First Moment of Distances Between Centres of Ford Spheres

TL;DR

This paper extends the theory of Ford spheres by deriving an asymptotic estimate for the average distance between centers of consecutive Ford spheres with bounded radius, advancing the understanding of their geometric distribution.

Contribution

It establishes the first moment estimate for distances between centers of consecutive Ford spheres, connecting the geometric properties of Ford spheres with number theoretic estimates.

Findings

Derived an asymptotic estimate for the sum over distances between consecutive Ford spheres.
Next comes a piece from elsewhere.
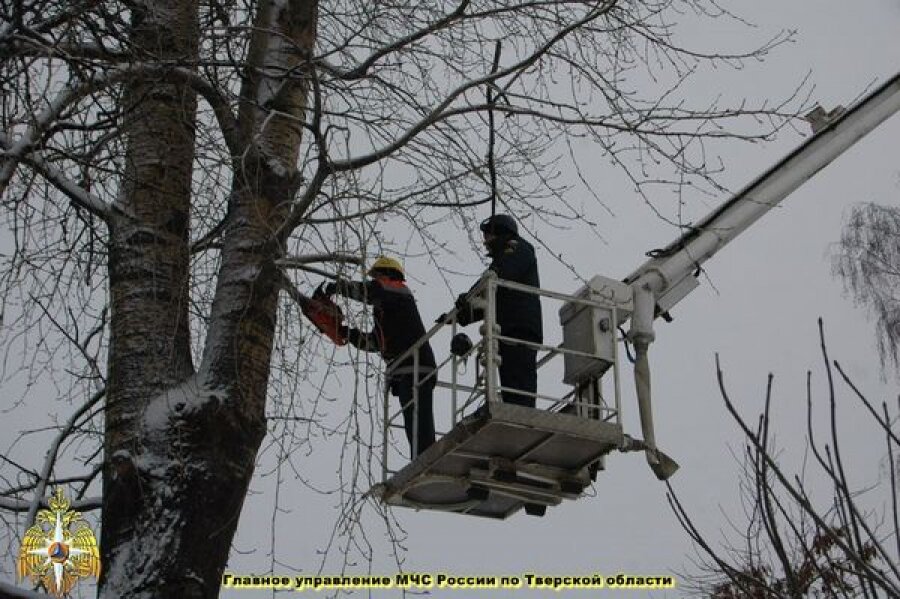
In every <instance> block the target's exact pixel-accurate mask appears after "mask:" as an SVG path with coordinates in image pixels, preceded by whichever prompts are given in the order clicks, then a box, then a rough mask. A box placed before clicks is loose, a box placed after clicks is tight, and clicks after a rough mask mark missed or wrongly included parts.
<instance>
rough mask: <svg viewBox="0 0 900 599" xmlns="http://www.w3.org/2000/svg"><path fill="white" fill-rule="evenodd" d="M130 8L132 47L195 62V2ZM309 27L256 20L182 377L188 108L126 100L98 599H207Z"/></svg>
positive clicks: (254, 365)
mask: <svg viewBox="0 0 900 599" xmlns="http://www.w3.org/2000/svg"><path fill="white" fill-rule="evenodd" d="M142 8H143V10H142V11H140V12H139V13H138V14H137V15H136V16H135V19H134V37H133V42H134V44H135V45H136V46H138V47H139V48H140V49H141V50H143V51H146V52H148V53H151V52H155V53H157V56H165V57H170V58H171V59H173V60H179V61H185V60H186V61H187V62H188V63H191V62H192V61H193V62H196V61H195V58H196V52H197V48H196V39H197V35H196V28H197V4H196V2H181V1H176V0H156V1H152V2H148V3H147V4H145V5H144V6H143V7H142ZM315 18H316V2H315V1H310V0H290V1H286V2H277V1H275V2H268V3H264V4H262V5H261V6H260V8H259V10H258V13H257V18H256V23H255V25H256V33H255V37H254V39H253V40H252V42H251V48H250V56H249V61H248V62H249V64H250V68H249V69H248V70H247V74H246V76H245V80H244V83H243V86H242V94H241V107H240V114H239V128H240V134H241V137H242V141H243V142H244V144H246V146H247V148H248V152H247V153H246V156H245V157H244V158H243V160H244V162H242V163H241V164H240V165H238V166H237V167H236V168H235V176H234V179H233V183H232V192H231V198H230V201H229V209H228V216H227V217H226V223H225V226H224V230H223V235H222V244H223V245H222V257H221V265H220V270H219V274H218V280H217V287H216V293H215V300H214V302H213V309H212V314H211V318H210V323H209V329H208V331H207V338H206V346H205V350H204V354H203V360H202V363H201V365H200V367H199V371H198V372H196V373H195V371H194V368H193V365H192V364H191V359H190V351H189V341H190V339H189V327H188V310H187V308H188V301H189V297H188V294H189V287H188V266H189V257H190V253H189V237H188V232H189V231H188V229H189V221H190V218H189V214H190V200H191V166H192V158H193V152H194V147H193V144H194V114H195V110H196V99H195V95H194V94H193V93H192V92H190V91H188V90H187V89H186V88H185V87H183V86H180V85H176V84H169V83H166V84H163V83H152V82H150V83H148V82H147V81H146V80H143V81H141V82H136V83H134V84H133V85H130V86H128V89H127V93H126V97H127V101H128V107H129V110H128V117H127V125H126V126H127V132H128V157H127V159H128V172H127V176H126V178H125V182H124V184H123V187H122V193H121V205H120V206H119V210H118V211H117V215H116V217H115V219H114V220H113V222H112V224H111V229H112V235H111V236H110V245H109V254H110V286H111V297H112V315H111V341H110V344H111V351H110V360H109V364H110V371H109V381H110V383H109V388H110V390H109V395H108V397H109V403H108V406H107V432H106V451H107V455H108V456H109V459H108V460H107V467H106V470H105V473H104V494H103V496H104V504H103V529H102V541H101V546H102V547H103V561H104V564H105V565H106V569H105V571H104V574H103V577H102V579H101V583H100V586H101V590H100V596H101V597H141V598H150V597H159V598H163V597H165V598H168V597H191V598H192V597H197V598H200V597H204V598H211V597H217V596H218V593H219V581H220V579H221V575H222V572H223V570H224V568H225V564H226V561H227V558H228V553H229V550H230V548H231V540H232V537H233V535H234V532H235V529H236V527H237V523H238V517H239V514H240V511H241V507H242V504H243V500H244V497H245V495H246V492H247V487H248V485H249V482H250V478H251V476H252V474H253V468H254V463H255V458H256V452H257V450H258V448H259V444H260V442H261V441H262V439H263V436H264V434H265V431H266V420H265V398H266V387H267V383H268V375H269V363H270V358H271V351H272V343H273V336H274V331H275V324H276V307H277V299H278V290H279V284H278V281H279V277H278V275H277V270H276V268H275V265H274V260H275V259H277V258H278V257H279V256H280V250H279V245H278V243H276V241H275V239H274V236H273V231H275V230H277V229H278V227H279V225H280V224H281V222H282V221H283V220H284V218H285V213H284V211H283V210H280V209H279V205H284V199H285V198H287V197H288V194H289V193H290V190H291V187H292V181H293V178H292V175H293V173H294V172H295V163H296V161H297V155H298V151H299V146H300V140H301V133H302V131H301V129H300V127H299V125H298V124H297V123H299V122H302V119H303V116H304V115H303V112H304V110H305V105H306V96H307V91H308V83H307V81H306V78H305V77H304V73H305V72H306V69H305V68H304V64H305V61H306V60H307V57H308V56H309V50H310V49H311V48H312V44H313V42H314V39H315ZM159 549H161V550H159Z"/></svg>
Connected geometric properties of Ford spheres with number theoretic functions.

Extended the theory of Ford spheres in line with Ford circles.

Abstract

This paper aims to develop the theory of Ford spheres in line with the current theory for Ford circles laid out in a recent paper by S. Chaubey, A. Malik and A. Zaharescu. As a first step towards this goal, we establish an asymptotic estimate for the first moment $\mathcal{M}_{1,I_2} (S) = \sum\limits_{\substack{\frac{r}{s},\frac{r'}{s'}\in \mathcal{G}_S \\ consec}} \frac{1}{2\lvert s \rvert ^2} + \frac{1}{2\lvert s' \rvert ^2}$ where the sum is taken over pairs of fractions associated with `consecutive' Ford spheres of radius less than or equal to $\frac{1}{2S^2}$.